Read Spirit's Princess Online

Authors: Esther Friesner

Tags: #Juvenile Fiction, #Fantasy & Magic, #People & Places, #Asia, #Historical, #Ancient Civilizations

Spirit's Princess (43 page)

Lady Ikumi came home just before sunset. She was too worn out to be more than mildly surprised to find me there. After a few formal words of welcome, hastily mumbled, she said, “I think we’ll talk about this tomorrow,” and began to process the medicinal plants she’d brought back with her. When I stepped in uninvited and started helping, she nodded approval but didn’t say a word about it.

The two of us worked until late that night, replenishing the Shika chieftess’s supplies of remedy ingredients. Kaya gave us our dinner, which we gobbled.
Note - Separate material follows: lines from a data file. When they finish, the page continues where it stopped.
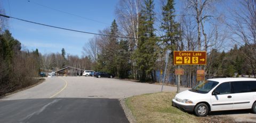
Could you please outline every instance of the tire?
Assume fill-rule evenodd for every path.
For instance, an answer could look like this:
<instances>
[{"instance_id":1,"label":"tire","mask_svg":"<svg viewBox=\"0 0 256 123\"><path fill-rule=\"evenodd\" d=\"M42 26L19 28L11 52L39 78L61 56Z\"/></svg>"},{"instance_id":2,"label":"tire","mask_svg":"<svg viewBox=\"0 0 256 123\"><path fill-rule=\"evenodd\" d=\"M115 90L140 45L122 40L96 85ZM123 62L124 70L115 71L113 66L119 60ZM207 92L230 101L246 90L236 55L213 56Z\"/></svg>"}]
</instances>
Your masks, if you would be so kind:
<instances>
[{"instance_id":1,"label":"tire","mask_svg":"<svg viewBox=\"0 0 256 123\"><path fill-rule=\"evenodd\" d=\"M252 105L252 111L253 113L256 113L256 102Z\"/></svg>"},{"instance_id":2,"label":"tire","mask_svg":"<svg viewBox=\"0 0 256 123\"><path fill-rule=\"evenodd\" d=\"M198 117L204 117L209 112L209 108L205 103L199 103L196 105L194 109L195 113Z\"/></svg>"}]
</instances>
The only time either one of us paused was to tend our patient. By the time Lady Ikumi declared we should sleep, I was already moving through a waking dream.

Kaya’s mother was gone by the time I woke up the next morning. As I sat up in my borrowed bedroll, my friend handed me a bowl of rice gruel and joyfully announced, “He’s better, Himiko! My big brother’s better. He’s still coughing, but his skin feels cool without being clammy, and his breath doesn’t sound so raspy anymore. You did it!”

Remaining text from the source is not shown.